For carbon dioxide, the only condition in which the permeance in humidified stream is higher than dry stream is at 20 °C because CO2 has a remarkable solubility in water which decreases with temperatures. Similar considerations are valid for nitrogen and methane with reduced solubility in water compared to carbon dioxide. At lower temperatures, the amount of water adsorbed will be higher, consequently reducing the effective pore size. For CO2, the permeance is almost linear with the temperature at pressures higher than 10 bar. At low temperatures, CO2 does not condense significantly in the pores [23].
In Figure 8, the H2/N2, H2/CH4 and H2/CO2 selectivities are described as a function of the pressure difference across the membrane. The results show an extremely low selectivity in the case of humidified streams in contrast to the results for dry gases when working at low temperatures. The explanation is related to the transport mechanism for the considered molecules in the presence of humidified gas at very low temperatures (see also Appendix A). Indeed at 20 °C, when the gas is humidified, the membrane is fully saturated and pores are blocked, as revealed by the low hydrogen permeation compared to dry gas tests. When working with a humidified stream, permeation occurs through gas solubility and diffusion in the liquid phase. It is important to mention that the solubility of hydrogen is one order of magnitude lower than methane and nitrogen as described in Table 1. For this reason, at 20 °C the selectivity towards hydrogen is extremely low. On the other hand, at 20 °C in the presence of dry gas, the only water adsorbed on the surface is coming from the ambient humidity. The highest selectivity is observed at low temperatures, where the pores are partly filled with water coming from ambient humidity, which obstructs the bigger molecules, allowing mainly hydrogen to diffuse. The perm-selectivity of the proposed gases at different temperatures and pressures is based on a combination of different parameters such as kinetic diameters and gas solubility in water. When dry gas tests are considered, the perm-selectivity is almost inversely proportional to the temperature. Depending on the considered temperature and based on the kinetic diameter of the molecules, at lower temperature, thanks to the presence of water adsorbed on the membrane surface, hydrogen is more likely to permeate than other gases. When humidified gas tests are considered, the situation is more complex because based on the temperature and the amount of water adsorbed, hydrogen permeance is reduced due to low solubility in water until a specific temperature which allows mainly hydrogen to permeate but the adsorbed water is enough to avoid the contaminant gas to permeate. If this temperature raises, the selectivity drops because more water is removed from the pores.

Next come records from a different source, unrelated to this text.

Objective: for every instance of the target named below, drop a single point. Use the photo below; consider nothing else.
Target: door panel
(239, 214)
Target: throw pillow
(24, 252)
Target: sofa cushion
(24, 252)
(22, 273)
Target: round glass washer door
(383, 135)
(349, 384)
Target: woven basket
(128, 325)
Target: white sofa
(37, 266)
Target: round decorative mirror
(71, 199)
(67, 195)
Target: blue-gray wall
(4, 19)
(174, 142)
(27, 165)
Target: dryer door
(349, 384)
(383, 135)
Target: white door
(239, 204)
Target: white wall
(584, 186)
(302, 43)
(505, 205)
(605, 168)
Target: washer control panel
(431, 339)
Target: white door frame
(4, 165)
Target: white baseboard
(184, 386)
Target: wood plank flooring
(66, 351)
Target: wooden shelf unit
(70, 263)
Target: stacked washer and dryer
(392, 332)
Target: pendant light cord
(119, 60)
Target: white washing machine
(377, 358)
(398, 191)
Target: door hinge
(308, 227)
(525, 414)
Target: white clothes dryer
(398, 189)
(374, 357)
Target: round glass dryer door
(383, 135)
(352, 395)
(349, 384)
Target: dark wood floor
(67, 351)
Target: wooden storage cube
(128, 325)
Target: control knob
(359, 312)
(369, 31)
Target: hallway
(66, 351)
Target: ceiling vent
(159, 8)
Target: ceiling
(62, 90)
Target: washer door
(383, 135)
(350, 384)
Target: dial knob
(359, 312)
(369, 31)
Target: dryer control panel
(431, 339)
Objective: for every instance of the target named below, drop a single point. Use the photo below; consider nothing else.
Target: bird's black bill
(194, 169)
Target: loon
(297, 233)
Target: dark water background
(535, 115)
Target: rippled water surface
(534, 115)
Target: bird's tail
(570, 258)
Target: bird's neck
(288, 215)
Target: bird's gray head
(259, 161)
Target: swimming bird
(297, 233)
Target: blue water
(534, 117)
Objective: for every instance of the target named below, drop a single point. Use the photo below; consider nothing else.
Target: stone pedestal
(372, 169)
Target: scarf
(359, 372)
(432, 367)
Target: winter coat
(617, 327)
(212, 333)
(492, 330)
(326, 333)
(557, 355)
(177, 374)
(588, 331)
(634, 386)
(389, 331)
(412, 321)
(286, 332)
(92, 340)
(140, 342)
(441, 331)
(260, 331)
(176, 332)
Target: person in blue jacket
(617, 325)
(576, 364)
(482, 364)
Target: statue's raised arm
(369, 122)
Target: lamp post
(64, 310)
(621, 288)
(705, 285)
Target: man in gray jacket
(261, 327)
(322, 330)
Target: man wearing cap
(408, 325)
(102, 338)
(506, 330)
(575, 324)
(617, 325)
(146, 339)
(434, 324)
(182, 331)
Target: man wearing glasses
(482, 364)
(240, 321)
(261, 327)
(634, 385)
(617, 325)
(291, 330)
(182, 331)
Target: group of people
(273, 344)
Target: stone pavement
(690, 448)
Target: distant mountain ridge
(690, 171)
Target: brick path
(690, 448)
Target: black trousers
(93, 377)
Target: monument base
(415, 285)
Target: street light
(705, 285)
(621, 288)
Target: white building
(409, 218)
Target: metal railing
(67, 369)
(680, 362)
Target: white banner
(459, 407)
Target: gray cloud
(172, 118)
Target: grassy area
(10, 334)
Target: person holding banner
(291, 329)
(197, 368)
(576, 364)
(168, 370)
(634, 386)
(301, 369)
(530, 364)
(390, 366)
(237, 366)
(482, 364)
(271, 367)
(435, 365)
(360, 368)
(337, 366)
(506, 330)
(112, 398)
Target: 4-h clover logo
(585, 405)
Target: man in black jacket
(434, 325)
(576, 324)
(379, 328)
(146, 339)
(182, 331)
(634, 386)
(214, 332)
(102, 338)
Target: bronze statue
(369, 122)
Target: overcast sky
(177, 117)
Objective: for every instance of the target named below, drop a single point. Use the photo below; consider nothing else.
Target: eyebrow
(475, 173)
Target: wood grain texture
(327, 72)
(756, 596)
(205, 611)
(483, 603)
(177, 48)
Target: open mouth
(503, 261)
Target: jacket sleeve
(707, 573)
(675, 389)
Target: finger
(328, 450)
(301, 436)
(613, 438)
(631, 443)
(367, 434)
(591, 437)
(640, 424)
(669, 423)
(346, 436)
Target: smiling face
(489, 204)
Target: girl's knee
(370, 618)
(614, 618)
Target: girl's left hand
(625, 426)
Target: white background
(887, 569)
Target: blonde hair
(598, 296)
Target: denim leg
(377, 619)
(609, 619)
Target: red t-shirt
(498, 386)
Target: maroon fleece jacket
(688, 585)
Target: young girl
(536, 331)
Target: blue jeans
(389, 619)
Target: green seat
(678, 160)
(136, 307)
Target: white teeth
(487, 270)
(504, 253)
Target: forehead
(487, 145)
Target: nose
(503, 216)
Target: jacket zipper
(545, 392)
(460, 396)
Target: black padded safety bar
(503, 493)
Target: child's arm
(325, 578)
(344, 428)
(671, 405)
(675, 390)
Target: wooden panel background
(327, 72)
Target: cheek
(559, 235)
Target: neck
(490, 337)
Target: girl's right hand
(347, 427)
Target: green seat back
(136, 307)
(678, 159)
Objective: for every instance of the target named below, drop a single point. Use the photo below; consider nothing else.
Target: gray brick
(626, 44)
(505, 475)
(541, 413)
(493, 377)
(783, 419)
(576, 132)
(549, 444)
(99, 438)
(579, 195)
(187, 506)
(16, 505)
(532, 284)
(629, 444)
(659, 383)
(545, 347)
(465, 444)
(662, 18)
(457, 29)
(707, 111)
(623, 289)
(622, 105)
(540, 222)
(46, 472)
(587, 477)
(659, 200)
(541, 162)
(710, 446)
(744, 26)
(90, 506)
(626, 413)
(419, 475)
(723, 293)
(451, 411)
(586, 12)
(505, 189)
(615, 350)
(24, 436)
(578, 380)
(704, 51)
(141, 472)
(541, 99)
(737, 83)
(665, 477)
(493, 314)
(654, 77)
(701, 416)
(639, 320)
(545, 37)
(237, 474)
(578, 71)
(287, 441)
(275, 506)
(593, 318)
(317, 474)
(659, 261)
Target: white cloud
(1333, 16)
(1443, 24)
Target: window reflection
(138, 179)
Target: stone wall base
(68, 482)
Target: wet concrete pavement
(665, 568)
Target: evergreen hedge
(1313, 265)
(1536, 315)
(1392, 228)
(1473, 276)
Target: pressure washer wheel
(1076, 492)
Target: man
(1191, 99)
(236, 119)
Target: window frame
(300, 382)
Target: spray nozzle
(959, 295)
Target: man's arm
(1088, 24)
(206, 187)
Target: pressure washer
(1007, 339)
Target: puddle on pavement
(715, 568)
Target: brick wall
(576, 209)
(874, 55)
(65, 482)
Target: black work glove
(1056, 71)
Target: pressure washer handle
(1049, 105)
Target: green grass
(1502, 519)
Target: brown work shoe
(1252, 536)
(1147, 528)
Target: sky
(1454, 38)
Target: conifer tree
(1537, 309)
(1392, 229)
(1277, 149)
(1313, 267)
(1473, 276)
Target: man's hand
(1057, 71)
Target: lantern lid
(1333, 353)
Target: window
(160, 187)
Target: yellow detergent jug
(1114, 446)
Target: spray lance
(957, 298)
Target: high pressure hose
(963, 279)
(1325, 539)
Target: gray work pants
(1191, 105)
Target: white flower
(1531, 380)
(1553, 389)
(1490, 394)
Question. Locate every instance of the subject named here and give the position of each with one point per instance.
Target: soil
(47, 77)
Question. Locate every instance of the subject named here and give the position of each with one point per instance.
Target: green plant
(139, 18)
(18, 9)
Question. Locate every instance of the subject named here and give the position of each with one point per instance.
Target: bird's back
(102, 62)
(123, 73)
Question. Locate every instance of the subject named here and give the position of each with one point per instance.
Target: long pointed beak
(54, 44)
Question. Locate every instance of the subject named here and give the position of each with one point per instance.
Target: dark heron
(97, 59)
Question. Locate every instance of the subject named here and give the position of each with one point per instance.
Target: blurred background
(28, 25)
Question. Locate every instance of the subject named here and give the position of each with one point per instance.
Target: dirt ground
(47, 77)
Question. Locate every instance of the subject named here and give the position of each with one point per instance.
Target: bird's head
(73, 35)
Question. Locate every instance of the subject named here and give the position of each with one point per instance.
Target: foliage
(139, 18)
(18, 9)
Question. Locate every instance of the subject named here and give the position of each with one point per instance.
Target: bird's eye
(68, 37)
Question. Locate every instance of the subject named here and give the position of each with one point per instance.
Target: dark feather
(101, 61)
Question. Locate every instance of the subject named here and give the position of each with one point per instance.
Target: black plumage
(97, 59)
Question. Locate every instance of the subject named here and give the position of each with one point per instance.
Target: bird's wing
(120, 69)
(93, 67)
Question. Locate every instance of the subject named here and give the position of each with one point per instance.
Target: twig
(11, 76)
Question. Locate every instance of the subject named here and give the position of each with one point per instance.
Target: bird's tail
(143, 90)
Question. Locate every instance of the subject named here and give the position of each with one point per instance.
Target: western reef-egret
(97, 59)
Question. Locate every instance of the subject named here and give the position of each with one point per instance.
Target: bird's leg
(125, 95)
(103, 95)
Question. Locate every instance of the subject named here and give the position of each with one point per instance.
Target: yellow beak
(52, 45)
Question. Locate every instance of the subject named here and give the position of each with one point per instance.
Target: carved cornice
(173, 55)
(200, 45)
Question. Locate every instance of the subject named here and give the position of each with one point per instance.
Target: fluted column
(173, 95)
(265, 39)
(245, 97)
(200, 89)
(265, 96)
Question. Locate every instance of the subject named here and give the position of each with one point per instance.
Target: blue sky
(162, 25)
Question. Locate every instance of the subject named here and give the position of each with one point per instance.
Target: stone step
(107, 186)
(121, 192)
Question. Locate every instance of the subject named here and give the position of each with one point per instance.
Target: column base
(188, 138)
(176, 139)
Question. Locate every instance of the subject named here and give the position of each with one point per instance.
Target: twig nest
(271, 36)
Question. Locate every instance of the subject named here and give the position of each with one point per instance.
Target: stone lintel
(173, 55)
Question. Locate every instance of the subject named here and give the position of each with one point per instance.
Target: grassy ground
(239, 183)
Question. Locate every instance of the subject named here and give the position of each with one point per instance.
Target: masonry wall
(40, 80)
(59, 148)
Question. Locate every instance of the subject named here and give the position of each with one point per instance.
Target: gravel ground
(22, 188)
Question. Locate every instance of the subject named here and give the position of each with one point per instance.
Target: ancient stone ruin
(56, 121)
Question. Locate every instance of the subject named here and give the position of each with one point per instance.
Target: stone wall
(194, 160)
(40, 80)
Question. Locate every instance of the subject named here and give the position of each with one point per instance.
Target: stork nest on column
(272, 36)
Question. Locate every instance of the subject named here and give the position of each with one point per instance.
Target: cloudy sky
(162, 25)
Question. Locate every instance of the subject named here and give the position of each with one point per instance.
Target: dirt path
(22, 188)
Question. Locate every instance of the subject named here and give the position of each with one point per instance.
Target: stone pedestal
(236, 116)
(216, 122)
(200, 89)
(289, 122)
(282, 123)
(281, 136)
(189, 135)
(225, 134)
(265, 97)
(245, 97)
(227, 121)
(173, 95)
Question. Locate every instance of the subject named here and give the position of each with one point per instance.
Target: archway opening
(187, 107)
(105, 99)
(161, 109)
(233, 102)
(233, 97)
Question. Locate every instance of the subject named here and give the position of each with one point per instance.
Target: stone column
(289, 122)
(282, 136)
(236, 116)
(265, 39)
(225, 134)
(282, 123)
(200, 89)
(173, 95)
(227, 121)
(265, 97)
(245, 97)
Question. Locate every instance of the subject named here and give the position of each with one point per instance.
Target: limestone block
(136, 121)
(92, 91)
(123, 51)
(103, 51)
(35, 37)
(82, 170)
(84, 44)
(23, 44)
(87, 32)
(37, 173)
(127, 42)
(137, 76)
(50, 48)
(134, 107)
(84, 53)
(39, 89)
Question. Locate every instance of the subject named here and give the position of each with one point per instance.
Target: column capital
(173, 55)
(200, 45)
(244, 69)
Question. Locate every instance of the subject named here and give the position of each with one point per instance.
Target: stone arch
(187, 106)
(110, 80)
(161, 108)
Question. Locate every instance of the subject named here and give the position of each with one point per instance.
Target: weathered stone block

This is demonstrated by the results for increased operating temperatures, where part of the moisture is removed, thus increasing the apparent pore size, which results in a decrease in the selectivity. In the presence of CO2 and CH4, with dry gas, the selectivity slightly decreases at higher pressures and low temperatures due to the higher adsorption of these gases on the membrane surface. This behaviour is not observed for nitrogen due to the extremely low adsorption capacity for this molecule. For humidified streams, the selectivities towards hydrogen are very low for all the cases carried out at 20 °C and, in fact, at those conditions the membrane is even more selective for CO2 than H2. This is, as previously discussed, related to the water blocking the membrane pores as these conditions. A remarkable case is the CO2/CH4 selectivity at low temperatures, which is very high as CO2 is smaller and has a higher adsorption capacity than methane. For the H2/N2 pair, the selectivity for the humidified membrane is higher at 50 °C than at 70 °C and, in both cases, it increases with the pressure, as there is a higher extent of interaction of H2 with the pore walls.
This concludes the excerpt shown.